都議選では、数々の選挙区で“因縁”まじりの激戦が予想される。
まず、注目されるのは引退する“ドン”こと内田茂都議(78)のお膝元である千代田区だ。
初当選以来、28年も都議として君臨してきた。ドンの後継として公募で自民党公認候補に選ばれたのは中村彩氏(27)。「都民ファーストの会」(以下、都ファ)の刺客、元警視総監・樋口建史氏の長男である樋口高顕氏(34)と定数1を争う。
“ドン”内田氏引退で劣勢かと思いきや、5月の大型連休後の世論調査では、「中村氏優勢」と報道されるまでに自民が回復基調だという。内田氏を直撃すると、上機嫌でこう答えた。
「いい候補者が見つかってよかった。(彼女は)都連と自民党千代田支部の10人で選びました。(人柄も)いいんじゃないですか」
中村氏は慶応大学大学院修了。日本取引所グループの東京証券取引所に4年間勤務した経歴を持つ。中村氏を知る関係者はこう話す。
「中村さんは学生時代、自民党の武見敬三参議院議員の選挙ボランティアとして働いていた。そのころから『将来は議員になりたい』と目を輝かせてました」
“仁義なき戦い”と言われているのは板橋区。定数5に対し現時点で8人が立候補する見込みだ。
板橋は自民党の下村博文都連会長のお膝元。今回、下村氏の元秘書3人が出馬を表明した。うち2人は自民党の現職都議の河野雄紀氏(47)と松田康将氏(40)。

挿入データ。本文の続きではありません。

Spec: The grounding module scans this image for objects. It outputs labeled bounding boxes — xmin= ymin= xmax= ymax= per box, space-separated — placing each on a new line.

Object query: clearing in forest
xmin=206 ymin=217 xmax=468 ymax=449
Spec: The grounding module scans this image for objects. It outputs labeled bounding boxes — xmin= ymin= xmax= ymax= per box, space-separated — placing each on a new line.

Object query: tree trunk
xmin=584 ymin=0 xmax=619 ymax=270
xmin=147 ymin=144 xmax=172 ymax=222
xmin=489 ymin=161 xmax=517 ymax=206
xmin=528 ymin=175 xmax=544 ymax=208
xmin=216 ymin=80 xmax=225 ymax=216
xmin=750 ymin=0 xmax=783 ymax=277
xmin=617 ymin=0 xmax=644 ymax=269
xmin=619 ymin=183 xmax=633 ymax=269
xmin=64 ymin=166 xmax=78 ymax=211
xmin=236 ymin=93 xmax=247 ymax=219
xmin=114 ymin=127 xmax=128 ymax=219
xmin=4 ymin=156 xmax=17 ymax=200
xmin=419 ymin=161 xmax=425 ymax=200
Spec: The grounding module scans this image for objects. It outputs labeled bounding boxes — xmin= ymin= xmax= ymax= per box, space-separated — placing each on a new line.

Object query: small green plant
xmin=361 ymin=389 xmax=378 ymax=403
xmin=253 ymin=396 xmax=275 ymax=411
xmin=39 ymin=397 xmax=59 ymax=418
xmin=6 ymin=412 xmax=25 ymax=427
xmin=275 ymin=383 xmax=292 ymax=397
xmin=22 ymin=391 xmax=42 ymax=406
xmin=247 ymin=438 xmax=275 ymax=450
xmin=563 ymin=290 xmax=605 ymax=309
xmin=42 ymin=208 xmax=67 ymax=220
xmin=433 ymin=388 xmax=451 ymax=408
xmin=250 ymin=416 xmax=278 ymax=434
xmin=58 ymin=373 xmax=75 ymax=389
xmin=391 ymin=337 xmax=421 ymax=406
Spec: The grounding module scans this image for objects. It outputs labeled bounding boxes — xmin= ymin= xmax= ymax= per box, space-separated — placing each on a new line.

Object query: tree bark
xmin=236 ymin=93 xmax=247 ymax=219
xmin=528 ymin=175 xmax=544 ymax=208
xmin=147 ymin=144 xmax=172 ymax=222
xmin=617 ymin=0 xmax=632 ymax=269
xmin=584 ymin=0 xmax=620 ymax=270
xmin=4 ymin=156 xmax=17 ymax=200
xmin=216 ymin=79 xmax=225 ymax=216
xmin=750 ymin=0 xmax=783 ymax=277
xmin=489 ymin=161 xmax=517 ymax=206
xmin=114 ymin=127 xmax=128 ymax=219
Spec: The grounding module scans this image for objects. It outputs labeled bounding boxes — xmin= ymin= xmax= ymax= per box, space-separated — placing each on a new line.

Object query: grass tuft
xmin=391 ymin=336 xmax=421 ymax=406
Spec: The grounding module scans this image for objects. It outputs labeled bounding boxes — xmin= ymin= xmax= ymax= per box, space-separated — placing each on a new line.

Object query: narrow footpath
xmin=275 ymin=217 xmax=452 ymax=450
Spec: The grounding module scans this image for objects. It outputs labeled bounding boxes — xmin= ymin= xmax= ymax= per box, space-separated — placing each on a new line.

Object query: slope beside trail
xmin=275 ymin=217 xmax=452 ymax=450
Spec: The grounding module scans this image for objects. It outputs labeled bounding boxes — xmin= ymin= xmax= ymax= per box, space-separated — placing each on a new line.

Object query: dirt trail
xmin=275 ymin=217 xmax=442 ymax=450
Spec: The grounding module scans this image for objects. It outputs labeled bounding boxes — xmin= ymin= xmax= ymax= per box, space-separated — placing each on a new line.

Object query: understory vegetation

これに対して、昨年8月まで下村氏の公設秘書を3年半務めた平慶翔氏(29)が都ファから出馬表明したことから、因縁の戦いが勃発している。
平氏はサッカー日本代表の長友佑都と1月に“アモーレ婚”した女優の平愛梨の実弟で、自身も芸能事務所に所属した経歴があるイケメン。早朝から街頭演説していた松田都議はこう語る。
「元秘書3人とは言っても、河野さんと私は下村代議士と話をして出させていただいた。平君は代議士の了解を取って出馬するわけではないでしょう。私にもいっさい連絡はないです。私が秘書を辞める際、代わりに平君が入ったので、自分がまわっていた地域を彼に引き継ぎました。同じ地盤同士なので、大変厳しい戦いです」
同じ板橋区内の私鉄駅前には、民進党の現職都議・宮瀬英治氏(40)の姿が。通勤帰りの人たちに手渡していたビラには赤字で大きく「小池知事と共に都政大改革」と書かれ、小池氏と握手する写真が掲載されていた。蓮舫・民進党代表との写真はなく、小池氏の風を感じた。